Each of the additional features and teachings disclosed herein can be utilized separately or in conjunction with other features and teachings for protective coverings. Representative examples using many of these additional features and teachings, both separately and in combination, are described in further detail with reference to the attached drawings. This detailed description is merely intended for illustration purposes to teach a person of skill in the art further details for practicing preferred aspects of the present teachings and is not intended to limit the scope of the claims. Therefore, combinations of features disclosed in the detailed description may not be necessary to practice the teachings in the broadest sense, and are instead taught merely to describe particularly representative examples of the present disclosure. Additionally and obviously, features may be added or subtracted as desired without departing from the broader spirit and scope of the disclosure. Accordingly, the disclosure is not to be restricted except in light of the attached claims and their equivalents.
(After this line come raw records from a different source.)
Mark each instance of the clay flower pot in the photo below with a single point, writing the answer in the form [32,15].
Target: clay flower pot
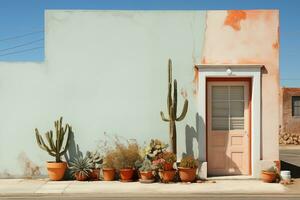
[108,174]
[94,175]
[56,171]
[187,174]
[168,166]
[81,176]
[146,175]
[126,174]
[167,176]
[268,177]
Moreover, the various features of the representative examples and the dependent claims may be combined in ways that are not specifically and explicitly enumerated in order to provide additional useful embodiments of the present teachings. It is also expressly noted that all value ranges or indications of groups of entities disclose every possible intermediate value or intermediate entity for the purpose of original disclosure, as well as for the purpose of restricting the claimed subject matter. It is also expressly noted that the dimensions and the shapes of the components shown in the figures are designed to help to understand how the present teachings are practiced, but not intended to limit the dimensions and the shapes shown in the examples.

None of the pending claims includes limitations presented in “means plus function” or “step plus function” form. (See, 35 USC § 112(f)). It is Applicant's intent that none of the claim limitations be interpreted under or in accordance with 35 U.S.C. § 112(f).

Claims

1. A method for generating a cross-traits polygenic risk score (PRS) model, comprising:

selecting a phenotype of interest having a set of summary statistics from a genome wide association study (GWAS);
selecting a plurality of candidate phenotypes, each candidate phenotype having a set of summary statistics from a corresponding GWAS for that candidate phenotype;
determining a set of genetic correlations between the phenotype of interest and each candidate phenotype of the plurality of candidate phenotypes;
filtering the plurality of candidate phenotypes based on the set of genetic correlations to assemble a cohort of filtered candidate phenotypes;
retrieving a plurality of PRS models, each PRS model corresponding to a phenotype of the cohort of filtered candidate phenotypes; and
determining the cross-traits PRS model based at least in part on the plurality of PRS models.

2. The method of claim 1, wherein the set of genetic correlations comprises p-values between the phenotype of interest and each candidate phenotype, and filtering the plurality of candidate phenotypes based on the set of genetic correlations is further based on a p-value threshold.

3. The method of claim 2, wherein the p-value threshold is less than about 1e-3.

4. The method of claim 1, further comprising determining a genetic correlation between the phenotype of interest and a candidate phenotype based on the set of summary statistics for the phenotype of interest and the set of summary statistics for the candidate phenotype.

5. The method of claim 1, wherein the set of summary statistics from a GWAS comprise a p-value for each of a plurality of single nucleotide polymorphism (SNP) sites.

6. The method of claim 5, further comprising determining a genetic correlation between the phenotype of interest and a candidate phenotype based on determining a genetic covariance between the plurality of single nucleotide polymorphism sites for the phenotype of interest and the candidate phenotype.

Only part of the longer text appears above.